Ma mancava qualcosa?
Sì perché i clienti alla fine diventano degli amici che passano di qua anche solo per un saluto o un consiglio. E così mi sono detto: «Perché non fare un club per pedalare tutti insieme?». Era praticamente già scritto, nel 2025 lo abbiamo pensato e la cosa è diventata concreta a partire dal nuovo anno.
Primo anno, si parte?
Siamo pronti e abbiamo già un programma molto interessante e variegato. La mia esperienza di ex ciclista professionista potrà dare qualcosa in più dal punto di vista tecnico, ma a differenza di altri progetti e squadra non vogliamo competere. Abbiamo voglia di creare un gruppo solido, ci sono tante cose belle che mi mancano della bici e una di queste è proprio il gruppo e il condividere il divertimento di un’uscita in bici.


Come funziona?
Abbiamo tre modalità di iscrizione e ogni ciclista avrà un’assicurazione. Poi gli eventi saranno diversi, andremo a fare dei fine settimana lungo le strade del Giro d’Italia a seguire la corsa. Uno dei primi sarà un training camp in Spagna, non per allenarsi e basta ma per vivere un’esperienza diversa e condividere una settimana tutti insieme.
C’è un’iscrizione…
Abbiamo diversi pacchetti d’entrata, uno base che prevede il tesseramento annuale. Un secondo nel quale si potrà avere il kit per pedalare e uno premium. In quest’ultimo i servizi che mettiamo a disposizione sono quelli di Hubbici e dei suoi tecnici.
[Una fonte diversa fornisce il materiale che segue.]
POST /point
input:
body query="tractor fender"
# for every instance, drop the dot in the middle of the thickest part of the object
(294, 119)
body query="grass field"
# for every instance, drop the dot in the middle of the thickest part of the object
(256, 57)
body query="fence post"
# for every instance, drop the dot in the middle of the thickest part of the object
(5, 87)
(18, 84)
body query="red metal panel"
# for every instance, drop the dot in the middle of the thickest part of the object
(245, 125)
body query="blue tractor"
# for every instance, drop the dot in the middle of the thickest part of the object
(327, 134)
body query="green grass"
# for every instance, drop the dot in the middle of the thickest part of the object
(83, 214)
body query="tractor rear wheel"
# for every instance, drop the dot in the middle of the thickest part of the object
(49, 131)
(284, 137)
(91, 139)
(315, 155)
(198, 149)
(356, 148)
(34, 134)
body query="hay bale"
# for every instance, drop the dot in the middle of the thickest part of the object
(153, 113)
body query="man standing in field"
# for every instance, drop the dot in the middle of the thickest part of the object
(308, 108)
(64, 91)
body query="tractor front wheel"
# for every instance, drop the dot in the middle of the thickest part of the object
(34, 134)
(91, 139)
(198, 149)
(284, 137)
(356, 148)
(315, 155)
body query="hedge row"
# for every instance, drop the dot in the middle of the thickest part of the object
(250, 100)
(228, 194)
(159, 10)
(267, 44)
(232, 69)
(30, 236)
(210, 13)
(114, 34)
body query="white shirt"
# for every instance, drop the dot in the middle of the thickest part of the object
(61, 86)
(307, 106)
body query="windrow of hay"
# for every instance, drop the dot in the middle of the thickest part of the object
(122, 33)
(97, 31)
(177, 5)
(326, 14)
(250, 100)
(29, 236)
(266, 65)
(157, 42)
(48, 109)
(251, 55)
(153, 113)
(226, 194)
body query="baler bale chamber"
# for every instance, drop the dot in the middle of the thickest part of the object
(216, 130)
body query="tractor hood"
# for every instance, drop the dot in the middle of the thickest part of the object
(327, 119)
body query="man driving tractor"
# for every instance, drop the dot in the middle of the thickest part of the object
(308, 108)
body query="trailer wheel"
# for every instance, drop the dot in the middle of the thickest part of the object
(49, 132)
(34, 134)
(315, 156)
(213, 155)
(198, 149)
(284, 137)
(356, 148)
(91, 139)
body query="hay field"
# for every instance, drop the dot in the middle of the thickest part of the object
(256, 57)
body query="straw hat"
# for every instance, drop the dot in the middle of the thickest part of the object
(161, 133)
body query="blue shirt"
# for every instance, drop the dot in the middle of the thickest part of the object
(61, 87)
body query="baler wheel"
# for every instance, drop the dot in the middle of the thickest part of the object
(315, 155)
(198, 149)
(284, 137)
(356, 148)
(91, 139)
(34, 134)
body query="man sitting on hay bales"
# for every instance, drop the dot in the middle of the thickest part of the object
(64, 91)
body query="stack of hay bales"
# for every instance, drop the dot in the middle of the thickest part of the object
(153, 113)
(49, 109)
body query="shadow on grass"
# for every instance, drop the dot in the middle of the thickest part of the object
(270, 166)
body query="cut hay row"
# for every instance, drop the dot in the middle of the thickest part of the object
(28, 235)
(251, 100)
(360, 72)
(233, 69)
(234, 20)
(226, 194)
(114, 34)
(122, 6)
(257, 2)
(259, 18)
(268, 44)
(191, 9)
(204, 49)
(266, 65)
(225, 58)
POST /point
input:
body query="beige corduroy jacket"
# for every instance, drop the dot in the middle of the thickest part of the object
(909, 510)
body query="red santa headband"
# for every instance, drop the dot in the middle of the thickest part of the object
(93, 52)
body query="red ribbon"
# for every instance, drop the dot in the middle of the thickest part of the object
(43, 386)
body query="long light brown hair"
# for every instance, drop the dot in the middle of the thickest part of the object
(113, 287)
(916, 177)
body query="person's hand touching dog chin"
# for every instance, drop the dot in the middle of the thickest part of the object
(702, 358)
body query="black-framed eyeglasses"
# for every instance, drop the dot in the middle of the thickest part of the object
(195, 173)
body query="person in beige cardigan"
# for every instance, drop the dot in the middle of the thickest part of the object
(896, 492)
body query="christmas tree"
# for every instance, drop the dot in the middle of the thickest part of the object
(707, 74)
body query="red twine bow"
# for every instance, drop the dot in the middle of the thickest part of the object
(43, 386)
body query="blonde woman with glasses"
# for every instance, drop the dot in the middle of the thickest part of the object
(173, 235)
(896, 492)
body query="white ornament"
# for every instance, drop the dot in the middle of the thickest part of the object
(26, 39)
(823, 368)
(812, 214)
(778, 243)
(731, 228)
Strada, o anche gravel e fuoristrada?
Partiamo ovviamente con l’esperienza che ho sulla bici da strada e gli eventi che abbiamo fatto sono su strada. Abbiamo una collaborazione con una community di una decina di ragazzi (che si chiama Into Prealps, ndr) fanno già gravel e sono esperti del settore. Durante l’anno ci saranno eventi dedicati a entrambe le discipline, si chiameranno Hub Ride e saranno alla scoperta del territorio.
Tante idee…
Tra queste c’è anche la Wine Ride Series, ovvero cinque pedalate che uniscono alla bici e al pedalare i cinque vini più iconici d’Italia: Prosecco, Franciacorta, Chianti Classico, Barolo e Amarone. Il primo di questi appuntamenti sarà durante la tappa del Giro d’Italia che attraversa i territori del Prosecco Valdobbiadene. Faremo questa giornata dedicata dove ci sarà il nostro rinfresco con la degustazione di Prosecco. Ovviamente pedaleremo la mattina e poi aspetteremo il passaggio della corsa.
Si parte?
Il primo appuntamento sarà un pranzo il 31 gennaio a Vicenza, mentre la prima uscita in bici è il training camp in Spagna dal 22 al 27 febbraio.